Question about Azure OpenAI quota in Canada Central/East

Question

Question about Azure OpenAI quota in Canada Central/East

Centaur MD 0

I’m trying to deploy Azure OpenAI models in Canada Central using Pay-As-You-Go billing. I want to use Standard or Global Standard deployments only, not Provisioned Throughput / PTU, because I want pay-per-token billing and no hourly provisioned capacity charges.

In Azure AI Foundry quota view, I currently see usable quota for transcription models such as:

gpt-4o-transcribe: 0/400K TPM
gpt-4o-transcribe-diarize: 0/400K TPM

However, most normal chat/reasoning models and embedding models show 0/0 TPM in Canada Central, including models like:

gpt-4o-mini
gpt-4.1-mini
gpt-4.1
text-embedding-3-small
gpt-5-mini
gpt-5.4-mini
gpt-5.4

My questions are:

Does 0/0 TPM mean these models are unavailable for my subscription in Canada Central, or do I need to request quota manually?
Is requesting a small quota increase, for example 25K-50K TPM, charged immediately, or am I only charged when tokens are actually used by deployed Standard/Global Standard models?
For a small bootstrapped application, is it better to request quota for only one chat model first, such as gpt-4o-mini or gpt-4.1-mini, plus one transcription model?
Are Standard / Global Standard deployments billed only per token usage, while Provisioned / PTU deployments are the ones that can create hourly charges while idle?
If a model shows only finetune quota in Canada Central, does that mean it cannot be used for normal chat completions unless separate non-finetune quota is available?

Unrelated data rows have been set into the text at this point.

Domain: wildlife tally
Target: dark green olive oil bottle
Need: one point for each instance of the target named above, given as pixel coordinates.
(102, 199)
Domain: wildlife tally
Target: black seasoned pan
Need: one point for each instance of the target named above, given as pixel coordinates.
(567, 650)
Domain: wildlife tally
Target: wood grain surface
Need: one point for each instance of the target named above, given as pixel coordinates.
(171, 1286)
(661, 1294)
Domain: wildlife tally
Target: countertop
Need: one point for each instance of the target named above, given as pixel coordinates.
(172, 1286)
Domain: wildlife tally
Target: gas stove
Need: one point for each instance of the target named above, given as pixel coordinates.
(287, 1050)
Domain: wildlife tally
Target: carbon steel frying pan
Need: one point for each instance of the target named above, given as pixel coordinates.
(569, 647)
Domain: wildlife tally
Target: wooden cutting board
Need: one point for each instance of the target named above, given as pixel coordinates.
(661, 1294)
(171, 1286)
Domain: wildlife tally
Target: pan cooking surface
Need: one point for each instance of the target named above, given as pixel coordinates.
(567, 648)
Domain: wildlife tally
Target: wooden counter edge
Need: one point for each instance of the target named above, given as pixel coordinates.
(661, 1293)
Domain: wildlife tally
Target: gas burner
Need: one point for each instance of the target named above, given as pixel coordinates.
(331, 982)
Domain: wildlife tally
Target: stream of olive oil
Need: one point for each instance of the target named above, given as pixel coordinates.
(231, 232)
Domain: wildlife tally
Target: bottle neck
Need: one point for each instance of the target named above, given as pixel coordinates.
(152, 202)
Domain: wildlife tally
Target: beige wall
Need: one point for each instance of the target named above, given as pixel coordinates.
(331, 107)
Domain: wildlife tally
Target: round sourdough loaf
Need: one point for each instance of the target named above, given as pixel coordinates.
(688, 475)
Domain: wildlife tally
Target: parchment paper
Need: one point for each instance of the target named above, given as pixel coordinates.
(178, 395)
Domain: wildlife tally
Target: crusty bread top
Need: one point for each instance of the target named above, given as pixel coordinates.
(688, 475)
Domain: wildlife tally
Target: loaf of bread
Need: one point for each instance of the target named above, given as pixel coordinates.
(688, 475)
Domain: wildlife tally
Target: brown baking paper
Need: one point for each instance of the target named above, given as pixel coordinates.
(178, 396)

I’m trying to understand the safest low-cost way to start with Azure OpenAI in Canada Central without accidentally creating large idle charges.

0 comments

2 answers

Your answer

Answer 1

Hello @Centaur MD

Thank you for reaching out regarding Azure OpenAI quota behavior in Canada Central/East. I understand you would like to use Standard or Global Standard deployments with pay-per-token billing while avoiding unintended idle infrastructure charges. I’m happy to clarify how quota and billing work in this scenario.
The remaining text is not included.